The Government has at last included the role of the employer and the working environment in its vision for a healthier nation. And about time too.
The cost of sickness and absence are shockingly high – as well as costing 11bn in sickness absence, some 40 million days are lost each year to occupational ill health and injury. The Department of Health estimates two million people suffer an illness they believe has been caused or made worse by their work.
The Government’s White Paper, Choosing Health, recognises that there is a need for a holistic approach to health that involves individuals, employers and the state. The idea is that we must all take responsibility for our health and well-being. This is a step in the right direction.
But outside of moves to ban smoking, there is no compulsion for employers to act. Not so far. But what greater compulsion can there be than healthy, engaged employees?

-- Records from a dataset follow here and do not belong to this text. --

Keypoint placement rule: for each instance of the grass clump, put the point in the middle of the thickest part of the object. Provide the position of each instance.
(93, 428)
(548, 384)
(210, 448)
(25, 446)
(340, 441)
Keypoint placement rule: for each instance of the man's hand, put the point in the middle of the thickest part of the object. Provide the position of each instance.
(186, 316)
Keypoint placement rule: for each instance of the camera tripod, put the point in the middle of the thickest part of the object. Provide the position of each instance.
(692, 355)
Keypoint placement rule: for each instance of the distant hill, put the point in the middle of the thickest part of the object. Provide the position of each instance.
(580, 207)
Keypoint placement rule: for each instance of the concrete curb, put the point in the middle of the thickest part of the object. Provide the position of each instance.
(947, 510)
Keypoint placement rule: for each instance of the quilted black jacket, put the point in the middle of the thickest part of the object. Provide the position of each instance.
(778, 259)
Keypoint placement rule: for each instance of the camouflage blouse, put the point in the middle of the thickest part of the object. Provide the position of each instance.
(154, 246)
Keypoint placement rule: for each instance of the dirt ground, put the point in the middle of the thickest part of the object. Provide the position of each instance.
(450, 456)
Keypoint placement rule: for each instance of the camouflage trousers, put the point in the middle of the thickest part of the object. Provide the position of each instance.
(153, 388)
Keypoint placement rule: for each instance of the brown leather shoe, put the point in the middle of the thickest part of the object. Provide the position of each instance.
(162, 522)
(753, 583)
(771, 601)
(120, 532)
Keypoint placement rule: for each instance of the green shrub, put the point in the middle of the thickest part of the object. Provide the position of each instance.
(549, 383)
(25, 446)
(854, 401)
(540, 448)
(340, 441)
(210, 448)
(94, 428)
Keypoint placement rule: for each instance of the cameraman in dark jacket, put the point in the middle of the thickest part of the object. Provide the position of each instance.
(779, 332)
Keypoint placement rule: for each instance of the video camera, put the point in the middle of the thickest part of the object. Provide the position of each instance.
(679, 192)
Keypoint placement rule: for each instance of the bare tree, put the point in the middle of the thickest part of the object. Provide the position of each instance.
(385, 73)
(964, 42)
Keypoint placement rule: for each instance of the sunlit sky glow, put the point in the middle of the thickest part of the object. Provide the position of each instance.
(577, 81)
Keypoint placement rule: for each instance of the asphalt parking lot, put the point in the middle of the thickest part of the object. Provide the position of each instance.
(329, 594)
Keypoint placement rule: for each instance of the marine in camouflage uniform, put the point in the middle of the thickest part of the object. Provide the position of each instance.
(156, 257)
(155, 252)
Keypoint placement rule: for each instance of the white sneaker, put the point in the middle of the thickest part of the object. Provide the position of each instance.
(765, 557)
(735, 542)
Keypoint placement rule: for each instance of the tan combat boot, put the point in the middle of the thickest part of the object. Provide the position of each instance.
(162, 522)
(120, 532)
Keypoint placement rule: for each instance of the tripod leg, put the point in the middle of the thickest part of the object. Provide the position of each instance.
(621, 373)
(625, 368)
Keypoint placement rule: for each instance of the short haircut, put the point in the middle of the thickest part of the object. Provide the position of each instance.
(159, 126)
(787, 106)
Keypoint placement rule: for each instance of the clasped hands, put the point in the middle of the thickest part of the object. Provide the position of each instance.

This is borne out by a recent Health & Safety Executive report revealing that 90 per cent of the 1,700 respondents strongly agree that health and safety is important for staff productivity and morale.
HR, often working with occupational health, is having a huge impact on the health of workers. This is clarly evident in the shortlist for the managing health at work category of this Thursday’s Personnel Today Awards.
Choosing Health’s focus is that prevention is better than cure, but for HR, the challenge comes before prevention – it has to get under the skin of what motivates employees and what engages them in the workplace.
People measures will prove the value of proper HR
Speaking at the HR Strategy Conference, Denise Kingsmill, former head of the Accounting for People Taskforce, said it was time metrics played a big part in HR.
This will force the profession to do something that all the other functions have done for years – show tangible evidence of their value. If HR wants to be a big player, then it really needs to get involved.
Sadly, proper measurement is still just a pipe dream for many. Will any alarm be loud enough for this wake-up call?